ISM non-manufacturing index expected to show another decline but remain in generally strong shape — The market consensus is for today’s Jan ISM non-manufacturing index to show a -0.9 point decline to 57.1, adding to December’s -2.4 point decline to 58.0.  Despite expectations for another decline today, the expected index level of 57.1 would still be relatively strong and would indicate general business optimism in the non-manufacturing sectors of the U.S. economy.  December’s index level of 58.0 was only 2.8 points below the 13-year high of 60.8 posted in Sep 2018.

There are reasons for U.S. business to be skeptical about the near-term economic outlook including (1) expectations for slower GDP growth in 2019, (2) trade tensions and the higher business costs from paying U.S. tariffs and the damper on some U.S. exports caused by retaliatory tariffs, (3) stock market volatility and the Q4 stock market correction, and (4) the possibility of another government shutdown on February 15.  Despite these negative factors, U.S. business confidence in general remains solid since (1) the U.S. economy continues to grow at a solid pace, (2) the Fed has stopped its interest-rate hike regime, and (3) the stock market recovered nicely in January.

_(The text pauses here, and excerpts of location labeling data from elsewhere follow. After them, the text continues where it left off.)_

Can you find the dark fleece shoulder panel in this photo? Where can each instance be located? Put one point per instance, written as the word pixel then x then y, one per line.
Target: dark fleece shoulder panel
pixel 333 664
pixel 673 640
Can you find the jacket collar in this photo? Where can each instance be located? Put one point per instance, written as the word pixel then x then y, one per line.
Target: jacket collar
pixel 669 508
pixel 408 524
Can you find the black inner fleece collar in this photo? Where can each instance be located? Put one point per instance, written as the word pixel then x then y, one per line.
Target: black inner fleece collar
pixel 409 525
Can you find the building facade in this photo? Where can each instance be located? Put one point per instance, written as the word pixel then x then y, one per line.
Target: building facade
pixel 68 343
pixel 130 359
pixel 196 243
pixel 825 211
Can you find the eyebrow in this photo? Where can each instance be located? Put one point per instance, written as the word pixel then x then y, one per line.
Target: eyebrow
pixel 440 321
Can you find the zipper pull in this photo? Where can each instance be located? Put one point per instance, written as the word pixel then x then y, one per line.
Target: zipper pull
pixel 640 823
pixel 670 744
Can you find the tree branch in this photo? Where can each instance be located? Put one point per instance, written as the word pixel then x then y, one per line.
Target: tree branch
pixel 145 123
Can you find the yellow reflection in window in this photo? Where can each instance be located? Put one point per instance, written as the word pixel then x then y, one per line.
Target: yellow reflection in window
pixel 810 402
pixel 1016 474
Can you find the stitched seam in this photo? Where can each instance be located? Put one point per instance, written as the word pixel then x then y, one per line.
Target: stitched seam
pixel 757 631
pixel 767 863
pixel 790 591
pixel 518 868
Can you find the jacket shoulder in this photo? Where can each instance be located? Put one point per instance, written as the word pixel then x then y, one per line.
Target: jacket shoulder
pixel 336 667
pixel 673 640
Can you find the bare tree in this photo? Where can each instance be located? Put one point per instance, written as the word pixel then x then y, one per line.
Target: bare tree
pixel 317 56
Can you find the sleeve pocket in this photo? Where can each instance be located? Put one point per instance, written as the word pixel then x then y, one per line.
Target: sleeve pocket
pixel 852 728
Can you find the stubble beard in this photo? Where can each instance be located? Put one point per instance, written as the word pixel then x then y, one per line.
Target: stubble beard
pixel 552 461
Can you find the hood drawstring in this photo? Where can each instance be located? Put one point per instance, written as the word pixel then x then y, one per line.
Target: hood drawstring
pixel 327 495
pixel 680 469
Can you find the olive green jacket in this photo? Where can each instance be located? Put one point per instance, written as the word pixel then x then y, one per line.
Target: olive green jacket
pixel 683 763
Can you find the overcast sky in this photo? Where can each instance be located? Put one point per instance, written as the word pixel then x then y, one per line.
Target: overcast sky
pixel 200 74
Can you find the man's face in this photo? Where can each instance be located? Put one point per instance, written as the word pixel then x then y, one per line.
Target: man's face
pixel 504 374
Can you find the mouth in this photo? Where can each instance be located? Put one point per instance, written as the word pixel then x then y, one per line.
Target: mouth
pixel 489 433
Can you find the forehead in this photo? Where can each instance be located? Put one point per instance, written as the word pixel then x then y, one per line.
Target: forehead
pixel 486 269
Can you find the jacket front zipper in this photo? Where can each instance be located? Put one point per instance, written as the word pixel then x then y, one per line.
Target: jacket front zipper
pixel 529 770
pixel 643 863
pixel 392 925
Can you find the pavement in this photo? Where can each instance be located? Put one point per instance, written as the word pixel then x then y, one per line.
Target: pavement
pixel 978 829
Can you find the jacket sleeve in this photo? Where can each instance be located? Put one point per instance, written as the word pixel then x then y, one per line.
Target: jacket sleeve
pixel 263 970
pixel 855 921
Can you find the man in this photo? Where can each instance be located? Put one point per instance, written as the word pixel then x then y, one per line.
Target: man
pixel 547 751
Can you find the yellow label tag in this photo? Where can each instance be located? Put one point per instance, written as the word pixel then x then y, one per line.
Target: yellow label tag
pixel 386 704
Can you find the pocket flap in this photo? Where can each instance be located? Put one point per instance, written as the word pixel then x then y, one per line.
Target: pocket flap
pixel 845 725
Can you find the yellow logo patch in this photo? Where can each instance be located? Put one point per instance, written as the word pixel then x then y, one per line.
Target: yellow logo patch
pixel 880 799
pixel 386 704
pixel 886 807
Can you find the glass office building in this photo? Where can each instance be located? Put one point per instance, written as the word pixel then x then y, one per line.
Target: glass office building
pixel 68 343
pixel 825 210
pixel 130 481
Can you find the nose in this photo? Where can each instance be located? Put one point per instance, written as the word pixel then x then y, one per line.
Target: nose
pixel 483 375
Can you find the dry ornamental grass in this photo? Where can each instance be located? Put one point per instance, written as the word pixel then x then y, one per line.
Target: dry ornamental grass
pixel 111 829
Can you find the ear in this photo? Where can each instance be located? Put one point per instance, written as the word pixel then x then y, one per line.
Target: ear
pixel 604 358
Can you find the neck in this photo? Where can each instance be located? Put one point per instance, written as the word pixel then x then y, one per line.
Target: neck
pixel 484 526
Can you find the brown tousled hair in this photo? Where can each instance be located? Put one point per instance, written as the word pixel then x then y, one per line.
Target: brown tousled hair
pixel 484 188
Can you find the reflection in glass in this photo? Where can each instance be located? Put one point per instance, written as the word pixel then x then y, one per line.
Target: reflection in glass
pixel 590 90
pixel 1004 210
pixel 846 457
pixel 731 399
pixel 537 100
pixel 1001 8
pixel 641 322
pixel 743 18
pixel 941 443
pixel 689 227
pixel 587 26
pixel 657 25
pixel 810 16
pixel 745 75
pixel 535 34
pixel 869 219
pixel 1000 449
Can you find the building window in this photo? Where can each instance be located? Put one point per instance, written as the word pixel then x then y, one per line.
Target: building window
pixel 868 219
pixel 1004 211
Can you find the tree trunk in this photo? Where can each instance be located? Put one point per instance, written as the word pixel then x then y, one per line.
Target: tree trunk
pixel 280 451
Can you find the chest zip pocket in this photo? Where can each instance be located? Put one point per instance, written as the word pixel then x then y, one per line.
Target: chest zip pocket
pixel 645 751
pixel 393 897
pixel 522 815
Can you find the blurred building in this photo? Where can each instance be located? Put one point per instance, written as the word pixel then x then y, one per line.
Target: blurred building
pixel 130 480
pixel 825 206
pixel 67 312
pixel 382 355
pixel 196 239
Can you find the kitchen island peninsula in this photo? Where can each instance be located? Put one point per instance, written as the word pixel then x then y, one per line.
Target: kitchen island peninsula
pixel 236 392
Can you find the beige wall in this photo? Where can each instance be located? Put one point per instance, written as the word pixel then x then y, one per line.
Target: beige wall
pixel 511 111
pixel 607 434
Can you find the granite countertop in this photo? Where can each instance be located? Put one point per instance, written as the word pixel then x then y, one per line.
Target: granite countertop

3-year T-note auction to yield near 2.52% — The Treasury today will sell $38 billion of 3-year T-notes.  The Treasury will then continue this week’s $84 bln refunding operation by selling $27 bln of new 10-year T-notes on Wed and $19 bln of new 30-year T-bonds on Thursday.  The 3-year T-note yield late Monday was trading at 2.52%, up by +18 bp from the early-Jan 10-month low of 2.34%. 

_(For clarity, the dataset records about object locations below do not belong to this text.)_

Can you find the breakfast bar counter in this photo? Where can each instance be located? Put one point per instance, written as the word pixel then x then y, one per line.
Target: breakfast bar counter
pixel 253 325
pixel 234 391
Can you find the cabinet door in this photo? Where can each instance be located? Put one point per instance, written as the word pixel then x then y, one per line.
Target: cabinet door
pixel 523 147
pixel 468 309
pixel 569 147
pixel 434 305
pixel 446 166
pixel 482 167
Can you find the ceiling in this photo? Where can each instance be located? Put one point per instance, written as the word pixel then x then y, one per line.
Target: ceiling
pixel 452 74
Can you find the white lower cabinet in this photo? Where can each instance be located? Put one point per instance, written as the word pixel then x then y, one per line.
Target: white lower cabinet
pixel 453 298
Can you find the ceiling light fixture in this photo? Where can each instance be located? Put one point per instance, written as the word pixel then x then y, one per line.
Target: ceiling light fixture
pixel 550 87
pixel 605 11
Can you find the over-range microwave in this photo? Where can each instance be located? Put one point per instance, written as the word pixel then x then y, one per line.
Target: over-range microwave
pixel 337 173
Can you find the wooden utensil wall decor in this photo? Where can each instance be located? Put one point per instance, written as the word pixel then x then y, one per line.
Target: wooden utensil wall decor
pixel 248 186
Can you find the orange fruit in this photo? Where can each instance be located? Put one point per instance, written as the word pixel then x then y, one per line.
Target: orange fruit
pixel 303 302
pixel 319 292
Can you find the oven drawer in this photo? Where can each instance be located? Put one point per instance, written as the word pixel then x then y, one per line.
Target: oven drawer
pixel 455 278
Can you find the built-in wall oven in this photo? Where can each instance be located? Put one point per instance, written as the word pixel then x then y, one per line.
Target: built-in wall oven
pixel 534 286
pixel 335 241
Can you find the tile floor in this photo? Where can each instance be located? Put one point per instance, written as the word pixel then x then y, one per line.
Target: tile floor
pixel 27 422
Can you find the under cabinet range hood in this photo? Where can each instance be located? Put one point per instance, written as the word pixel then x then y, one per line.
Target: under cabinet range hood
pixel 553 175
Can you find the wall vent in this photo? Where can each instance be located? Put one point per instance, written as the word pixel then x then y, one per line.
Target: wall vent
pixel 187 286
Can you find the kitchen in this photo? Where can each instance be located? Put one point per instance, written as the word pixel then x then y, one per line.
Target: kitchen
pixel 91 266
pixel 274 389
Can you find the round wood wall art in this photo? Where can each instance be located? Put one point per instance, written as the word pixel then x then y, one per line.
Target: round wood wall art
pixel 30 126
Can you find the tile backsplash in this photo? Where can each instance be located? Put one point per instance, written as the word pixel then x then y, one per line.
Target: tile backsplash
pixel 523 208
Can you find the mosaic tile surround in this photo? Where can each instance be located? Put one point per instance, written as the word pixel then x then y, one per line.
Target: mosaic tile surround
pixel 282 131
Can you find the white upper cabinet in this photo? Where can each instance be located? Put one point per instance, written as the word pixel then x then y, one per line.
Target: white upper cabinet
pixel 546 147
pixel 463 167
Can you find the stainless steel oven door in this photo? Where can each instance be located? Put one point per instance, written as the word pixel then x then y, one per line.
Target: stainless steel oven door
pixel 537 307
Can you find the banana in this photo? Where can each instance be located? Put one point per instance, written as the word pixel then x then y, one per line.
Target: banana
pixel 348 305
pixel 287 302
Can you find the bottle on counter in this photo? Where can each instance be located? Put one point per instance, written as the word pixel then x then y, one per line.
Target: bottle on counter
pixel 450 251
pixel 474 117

The size of this week’s 3, 10 and 30-year auctions are the same as the comparable prior auctions.  The Treasury has now raised the sizes of its coupon auctions by enough to cover the higher U.S. budget deficit, which gives the T-note and T-bond market some relief.  The Treasury raised the 3-year T-note to the current level of $38 billion from only $24 billion as recently as a year ago.

The 12-auction averages for the 3-year are: 2.70 bid cover ratio, $88 million in non-competitive bids, 3.4 bp tail to the median yield, 18.8 bp tail to the low yield, and 54% taken at the high yield.  The 3-year is the second least popular coupon security behind the 2-year among foreign investors and central banks with indirect bidders taking an average of only 46.8% of the last twelve 3-year T-note auctions, well below the average of 61.9% for all recent coupon auctions.